MANILA - Sen. Cynthia Villar on Monday questioned the feasibility of Sen. Pia Cayetano's proposal to put up "pop-up bike lanes" during the coronavirus disease 2019 (COVID-19) pandemic, saying some roads may not be wide enough to have a separate lane for bicycles.
Under Cayetano's Senate Bill No. 1582, the government will be mandated to create temporary lanes for bicycles and other "non-motorized vehicles" to help frontliners and other workers come to and from work while public transportation is disallowed.
"Most of our roads are 2 lanes and there is no room for additional lane... how do we intend to build this in this kind of situation?" Villar asked Cayetano in plenary.
"We have to face reality that our roads are not perfect. We don't have enough space," said Villar, whose son Mark heads the Department of Public Works and Highways.
The solution is to "redefine the flow of traffic" by imposing a one-way scheme in narrow streets, Cayetano said.
Another option would be to replicate a practice in California wherein warning signs are mounted in areas where bike lanes merge with regular lanes for 4-wheeled vehicles, she said.
"There are ways to go about it and at some point there will be no exclusive lane [for bicycles] because it is just impossible," said Cayetano, a triathlete and biking enthusiast.
Villar told the senator from Taguig that her bill must be "very specific" to ensure that it would be implemented.
"If you are not specific, nothing will be implemented... You will discover that the implementing rules and regulations is not anymore in the spirit of the bill," said Villar, referring to the set of policies that operationalizes a law.
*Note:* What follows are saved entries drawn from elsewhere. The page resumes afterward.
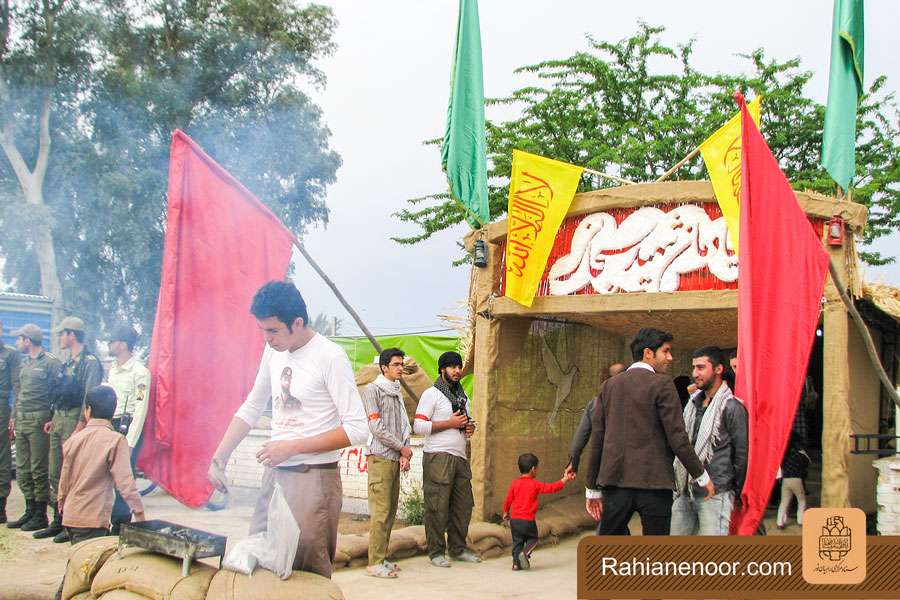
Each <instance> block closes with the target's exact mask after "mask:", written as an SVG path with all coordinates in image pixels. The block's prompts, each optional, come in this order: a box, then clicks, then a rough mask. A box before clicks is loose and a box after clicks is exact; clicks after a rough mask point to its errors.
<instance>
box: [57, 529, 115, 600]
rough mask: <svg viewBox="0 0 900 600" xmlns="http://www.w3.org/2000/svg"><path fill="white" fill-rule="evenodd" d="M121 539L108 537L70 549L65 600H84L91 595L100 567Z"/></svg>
mask: <svg viewBox="0 0 900 600" xmlns="http://www.w3.org/2000/svg"><path fill="white" fill-rule="evenodd" d="M118 545H119V538H117V537H115V536H106V537H100V538H94V539H90V540H85V541H83V542H79V543H77V544H75V545H74V546H72V547H71V548H70V549H69V562H68V563H67V564H66V576H65V579H64V580H63V591H62V599H63V600H82V599H84V598H89V597H90V595H91V582H93V581H94V576H95V575H96V574H97V571H99V570H100V567H102V566H103V564H104V563H105V562H106V561H107V559H109V557H110V556H112V554H113V553H114V552H115V551H116V548H117V547H118Z"/></svg>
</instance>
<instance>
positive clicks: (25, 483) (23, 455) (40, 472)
mask: <svg viewBox="0 0 900 600" xmlns="http://www.w3.org/2000/svg"><path fill="white" fill-rule="evenodd" d="M49 420H50V411H49V410H39V411H35V412H23V413H19V414H18V415H17V418H16V481H17V482H18V484H19V489H20V490H22V495H23V496H24V497H25V499H26V500H33V501H35V502H46V501H47V499H48V496H49V491H50V490H49V484H48V483H47V459H48V455H49V453H50V436H49V435H47V434H46V433H44V423H46V422H47V421H49Z"/></svg>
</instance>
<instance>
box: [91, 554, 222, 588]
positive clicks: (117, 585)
mask: <svg viewBox="0 0 900 600" xmlns="http://www.w3.org/2000/svg"><path fill="white" fill-rule="evenodd" d="M181 564H182V562H181V560H178V559H175V558H170V557H168V556H163V555H161V554H155V553H153V552H148V551H146V550H141V549H139V548H128V549H126V550H124V551H123V552H122V553H121V554H115V555H113V556H112V557H111V558H109V559H108V560H107V561H106V563H105V564H104V565H103V566H102V567H101V568H100V571H99V572H98V573H97V575H96V576H95V577H94V581H93V583H92V584H91V593H92V594H93V595H94V596H95V597H97V598H102V600H117V599H118V600H126V599H127V598H131V599H132V600H138V599H139V598H143V599H145V600H146V599H150V600H204V599H205V598H206V592H207V590H208V589H209V582H210V580H212V578H213V575H215V574H216V572H217V571H216V569H214V568H212V567H210V566H209V565H205V564H203V563H199V562H196V561H195V562H193V563H192V564H191V570H190V573H189V574H188V576H187V577H182V576H181ZM113 591H115V592H117V593H116V594H115V595H114V596H110V595H109V594H110V593H111V592H113ZM122 592H130V593H131V595H126V594H124V593H122Z"/></svg>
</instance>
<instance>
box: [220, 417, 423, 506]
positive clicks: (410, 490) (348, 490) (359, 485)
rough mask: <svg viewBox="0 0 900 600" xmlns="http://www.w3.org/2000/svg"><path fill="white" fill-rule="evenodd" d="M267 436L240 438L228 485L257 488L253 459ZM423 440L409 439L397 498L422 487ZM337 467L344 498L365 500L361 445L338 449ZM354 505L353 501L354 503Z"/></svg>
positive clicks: (256, 479)
mask: <svg viewBox="0 0 900 600" xmlns="http://www.w3.org/2000/svg"><path fill="white" fill-rule="evenodd" d="M268 439H269V430H268V429H253V430H251V431H250V433H249V434H248V435H247V437H246V438H244V441H243V442H241V444H240V445H239V446H238V447H237V449H235V451H234V452H233V453H232V455H231V459H230V460H229V461H228V469H227V471H226V473H227V476H228V484H229V485H231V486H236V487H240V488H259V486H260V484H261V483H262V474H263V467H262V465H260V464H259V463H258V462H257V461H256V452H257V451H258V450H259V448H260V446H262V445H263V444H264V443H265V442H266V440H268ZM423 443H424V439H423V438H419V437H414V438H412V441H411V444H410V445H411V446H412V450H413V458H412V462H411V465H410V470H409V471H408V472H406V473H403V474H401V477H400V496H401V498H402V497H404V496H406V495H407V494H409V493H410V491H411V490H413V489H416V488H418V489H419V490H421V489H422V445H423ZM338 468H339V469H340V472H341V481H342V483H343V487H344V499H345V500H346V499H355V500H363V501H364V500H366V499H367V497H368V493H367V488H368V475H367V460H366V448H365V446H352V447H350V448H344V449H343V450H341V458H340V461H339V462H338ZM358 504H359V503H354V506H356V505H358Z"/></svg>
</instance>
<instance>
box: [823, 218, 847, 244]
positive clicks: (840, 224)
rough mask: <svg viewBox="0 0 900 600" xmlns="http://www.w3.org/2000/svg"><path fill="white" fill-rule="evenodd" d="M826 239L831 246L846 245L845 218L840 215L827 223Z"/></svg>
mask: <svg viewBox="0 0 900 600" xmlns="http://www.w3.org/2000/svg"><path fill="white" fill-rule="evenodd" d="M825 239H826V240H827V241H828V245H829V246H843V245H844V220H843V219H842V218H840V217H831V220H830V221H828V223H826V224H825Z"/></svg>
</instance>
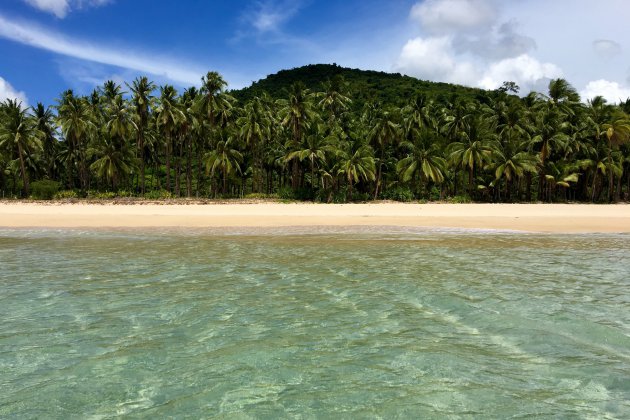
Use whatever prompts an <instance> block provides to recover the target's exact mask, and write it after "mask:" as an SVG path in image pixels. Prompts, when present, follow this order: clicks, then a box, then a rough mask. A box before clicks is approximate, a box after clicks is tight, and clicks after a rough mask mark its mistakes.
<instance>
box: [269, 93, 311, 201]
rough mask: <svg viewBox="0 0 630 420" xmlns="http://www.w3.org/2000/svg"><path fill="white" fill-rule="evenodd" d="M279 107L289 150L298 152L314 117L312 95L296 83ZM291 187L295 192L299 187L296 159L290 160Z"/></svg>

"If you make it so vague and you don't require them to do anything, then there's no implementation. That's the problem," she said.
Cayetano thanked Villar for her recommendations and told the Las Piñas lawmaker that she would "revisit" the wording of the bill to "find a way to give alternative scenarios" that would "require" agencies to implement the policy.
Senate Minority Leader Franklin Drilon also asked Cayetano to define which vehicles can make use of the proposed bike lanes, noting that motorcycles - which also traverse lanes used by 4-wheeled transportation - might squeeze into the segments meant for non-motorized vehicles.
Cayetano has been pushing to integrate bicycles into the public transport system.
"It is time to change our mindset about traffic and find alternative means to move forward from this perennial problem," Cayetano said in a statement.
In 2018, Cayetano rode a bicycle from the Rizal Monument to the Commission on Elections main office in Intramuros, Manila when she filed her certificate of candidacy to make a statement about her sustainable transportation advocacy.